Instance#

class capymoa.instance.Instance[source]#

Bases: object

An instance is a single data point in a stream. It contains a feature vector and a schema that describes the datastream it belongs to.

In supervised learning, your more likely to encounter LabeledInstance or RegressionInstance which are subclasses of Instance with a class label or target value respectively.

__init__(
schema: Schema,
instance: InstanceExample | ndarray[tuple[Any, ...], dtype[float64]],
) None[source]#

Creates a new instance.

Its recommended that you prefer using from_array() or from_java_instance() to create instances, as they provide a more user-friendly interface.

Parameters:
  • schema – A schema that describes the datastream the instance belongs to.

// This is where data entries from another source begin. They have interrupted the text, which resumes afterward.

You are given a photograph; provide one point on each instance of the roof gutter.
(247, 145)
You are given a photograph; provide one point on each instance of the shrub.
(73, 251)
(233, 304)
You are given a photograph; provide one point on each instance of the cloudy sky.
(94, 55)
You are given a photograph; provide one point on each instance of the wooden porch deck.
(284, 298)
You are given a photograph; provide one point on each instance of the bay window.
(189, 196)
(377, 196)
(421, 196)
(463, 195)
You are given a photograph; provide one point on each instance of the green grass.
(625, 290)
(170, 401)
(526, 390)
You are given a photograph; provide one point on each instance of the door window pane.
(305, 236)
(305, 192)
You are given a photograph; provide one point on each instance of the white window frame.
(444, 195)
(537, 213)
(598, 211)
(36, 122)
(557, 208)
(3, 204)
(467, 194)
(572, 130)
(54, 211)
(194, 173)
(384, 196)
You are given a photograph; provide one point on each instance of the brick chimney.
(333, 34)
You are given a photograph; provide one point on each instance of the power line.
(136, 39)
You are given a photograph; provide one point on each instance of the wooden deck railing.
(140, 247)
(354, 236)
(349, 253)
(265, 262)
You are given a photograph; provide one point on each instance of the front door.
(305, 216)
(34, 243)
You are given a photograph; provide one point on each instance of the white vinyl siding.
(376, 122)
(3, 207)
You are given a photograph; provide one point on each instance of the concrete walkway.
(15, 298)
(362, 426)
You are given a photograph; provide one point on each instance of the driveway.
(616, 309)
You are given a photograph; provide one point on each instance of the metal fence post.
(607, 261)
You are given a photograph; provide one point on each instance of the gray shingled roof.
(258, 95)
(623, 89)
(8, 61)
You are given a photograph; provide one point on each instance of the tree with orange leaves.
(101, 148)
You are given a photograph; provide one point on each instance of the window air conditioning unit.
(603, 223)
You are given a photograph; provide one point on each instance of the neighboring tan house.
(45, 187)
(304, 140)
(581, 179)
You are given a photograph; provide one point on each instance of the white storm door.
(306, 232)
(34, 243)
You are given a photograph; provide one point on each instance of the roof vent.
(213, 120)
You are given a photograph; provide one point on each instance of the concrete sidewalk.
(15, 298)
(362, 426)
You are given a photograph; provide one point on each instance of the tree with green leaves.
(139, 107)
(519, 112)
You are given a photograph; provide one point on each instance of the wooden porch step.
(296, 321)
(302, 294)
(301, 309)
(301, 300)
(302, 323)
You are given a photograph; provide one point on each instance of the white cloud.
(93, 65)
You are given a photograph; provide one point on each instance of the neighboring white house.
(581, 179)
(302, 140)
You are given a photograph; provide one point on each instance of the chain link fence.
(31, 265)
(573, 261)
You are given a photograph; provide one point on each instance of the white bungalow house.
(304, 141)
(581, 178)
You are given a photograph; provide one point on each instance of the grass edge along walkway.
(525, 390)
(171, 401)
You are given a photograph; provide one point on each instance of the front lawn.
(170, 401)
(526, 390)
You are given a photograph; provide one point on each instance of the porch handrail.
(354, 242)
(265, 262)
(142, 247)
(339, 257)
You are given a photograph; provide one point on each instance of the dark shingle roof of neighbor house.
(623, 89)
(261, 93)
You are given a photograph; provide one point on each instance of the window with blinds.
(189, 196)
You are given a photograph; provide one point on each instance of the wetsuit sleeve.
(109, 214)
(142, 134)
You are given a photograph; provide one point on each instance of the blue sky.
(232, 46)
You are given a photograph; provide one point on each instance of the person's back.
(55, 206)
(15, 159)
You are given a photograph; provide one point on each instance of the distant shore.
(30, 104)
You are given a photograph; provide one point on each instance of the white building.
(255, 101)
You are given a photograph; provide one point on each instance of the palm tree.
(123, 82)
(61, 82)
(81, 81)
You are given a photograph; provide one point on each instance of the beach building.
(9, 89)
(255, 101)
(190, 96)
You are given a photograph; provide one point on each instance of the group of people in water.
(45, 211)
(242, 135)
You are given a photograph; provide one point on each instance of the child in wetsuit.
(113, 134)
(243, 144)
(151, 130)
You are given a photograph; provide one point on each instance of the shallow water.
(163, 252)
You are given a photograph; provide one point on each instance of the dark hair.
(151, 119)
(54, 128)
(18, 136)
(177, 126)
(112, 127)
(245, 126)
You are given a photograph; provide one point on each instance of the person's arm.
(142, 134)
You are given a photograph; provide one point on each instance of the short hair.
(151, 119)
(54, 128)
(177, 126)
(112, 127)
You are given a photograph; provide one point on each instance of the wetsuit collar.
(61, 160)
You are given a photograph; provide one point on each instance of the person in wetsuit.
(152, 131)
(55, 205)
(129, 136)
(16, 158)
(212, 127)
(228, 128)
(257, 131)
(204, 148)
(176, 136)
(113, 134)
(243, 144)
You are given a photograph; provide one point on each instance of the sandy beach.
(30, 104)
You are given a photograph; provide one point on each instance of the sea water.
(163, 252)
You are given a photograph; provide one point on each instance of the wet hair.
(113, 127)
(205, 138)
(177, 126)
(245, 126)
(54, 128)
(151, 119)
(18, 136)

  • instance – A vector of features (float values) or a Java instance.

Raises:

ValueError – If the given instance type is of an unsupported type.

classmethod from_array(
schema: Schema,
instance: ndarray[tuple[Any, ...], dtype[float64]],
) Instance[source]#

A class constructor to create an instance from a schema and a vector of features.

This is useful in the rare cases you need to create custom unlabeled instances from scratch. In most cases, your datastream will automatically create instances for you.

>>> from capymoa.stream import Schema
...
>>> from capymoa.instance import Instance
>>> import numpy as np
>>> schema = Schema.from_custom(["f1", "f2", "target"], "target")
>>> x = np.array([0.1, 0.2])
>>> instance = Instance.from_array(schema, x)
>>> instance
Instance(
    Schema(unnamed),
    x=[0.1 0.2],
)
Parameters:
  • schema – A schema that describes the datastream the instance belongs to.

  • instance – A vector (numpy.ndarray) of features (float values

Returns:

A new Instance object

classmethod from_csv_row(schema: Schema, row: Sequence[str]) Instance[source]#

Create an instance from a CSV row.

>>> from capymoa.stream import Schema
>>> from capymoa.instance import Instance
>>> schema = Schema.from_custom(
...     ["feature1", "feature2", "target"],
...     target="target",
...     categories={"feature2": ["A", "B"], "target": ["yes", "no"]},
...     name="classification-example"
... )
>>> row = ["1.0", "A", "yes"]
>>> instance = Instance.from_csv_row(schema, row)
>>> instance
Instance(
    Schema(classification-example),
    x=[1. 0.],
)
>>> instance.x
array([1., 0.])
Parameters:
  • schema – A schema providing the structure of each row. Like the header of the CSV.

  • row – A sequence of strings representing a CSV row.

Raises:

ValueError – If an attribute type is unsupported.

Returns:

A new Instance object.

classmethod from_java_instance(
schema: Schema,
java_instance: InstanceExample,
) Instance[source]#
property java_instance: InstanceExample#

Returns a representation of the instance in Java for use in MOA. This method is for advanced users who want to directly interact with MOA’s Java API.

property schema: Schema#

Returns the schema of the instance and the stream it belongs to.

property x: ndarray[tuple[Any, ...], dtype[float64]]#

Returns a feature vector containing float values for the instance.

  • NaN values indicate missing features.